Refocusing the exhibit function

The new model for healthcare exhibits will refocus to include core issues and a centralized strategy. When measurement and evaluation systems are in place, hard data can demonstrate, among other things,

  • what works on the show floor, considering the preferences and personalities of attendees.
  • the ratio of cost to return.
  • effective experiences.
  • the educational value of the program: how were key messages presented to engage the HCPs.
  • recall of key messages.

Results will

  • measure the success of the exhibit program
  • satisfy senior leadership’s demand for data
  • shape the organization
  • give insight into the market’s needs and expectations
  • streamline creative development

Meanwhile, the exhibit manager will drive strategy based on an understanding of the product group’s business realities, objectives, and the overall competitive environment.

Refocusing creative development

With increased credibility and strategic direction coming from the exhibit team, creative development for each show will be increasingly targeted. With measurable business objectives as endpoints, the creative process is less likely to be swayed by random ideas or the loudest voice in the room.

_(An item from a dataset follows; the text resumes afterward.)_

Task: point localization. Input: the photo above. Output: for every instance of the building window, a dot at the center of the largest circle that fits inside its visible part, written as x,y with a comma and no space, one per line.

The goal is simple: To aggregate content assets across all marketing channels and product groups and to deliver to the company’s business goals. This goal will be reached by driving show-specific strategic and creative development and on-site execution as well as critical program-wide initiatives like measurement, digital media, sponsorship opportunities, and the exhibit itself. It will also depend on consistent teamwork relentlessly driving innovation and building relationships of trust to execute on strategy, on time and on budget – every time.

Reclaiming channels

An integrated media communications strategy will leverage media investments across channels to capture more attention on and off the trade show floor. The new model for live events will connect audiences and brands with relevant, one-to-one communication and leverage assets to create cost savings initiatives as well as campaign recognition. In this spirit, digital media will put a fresh face on content, draw traffic and engage attendees. The repetition of the brand promise as it appears across all channels will drive preference and influence prescribing/buying behavior. And that is because development of digital media can, from the outset, be multi-purpose with development costs shared across departments. 

Last thoughts:

Success from one convention to another is quickly forgotten in the corporate environment, and frankly, the situation calls out for self-promotion to build for the future. Exhibit managers can achieve this with

  • Better external reporting in the form of a simple, periodic newsletter highlighting key trade show successes and performance metrics.
  • Better accessibility to creative concepts, both used and unused, to act as creative sparks that may spark the creative process for all parties. Not every initiative requires an original approach.
  • Better financial reporting to convey to senior leadership the role of the conventions department and the value of the convention medium.

Healthcare conventions are a multi-faceted channel for communicating key messages to target audiences face to face. Assuming a singular focus and consistency of message across all channels, a unified team of strategists, including the exhibit manager, will enable efficiency, knowledge sharing, global innovations and broader value creation for healthcare marketing.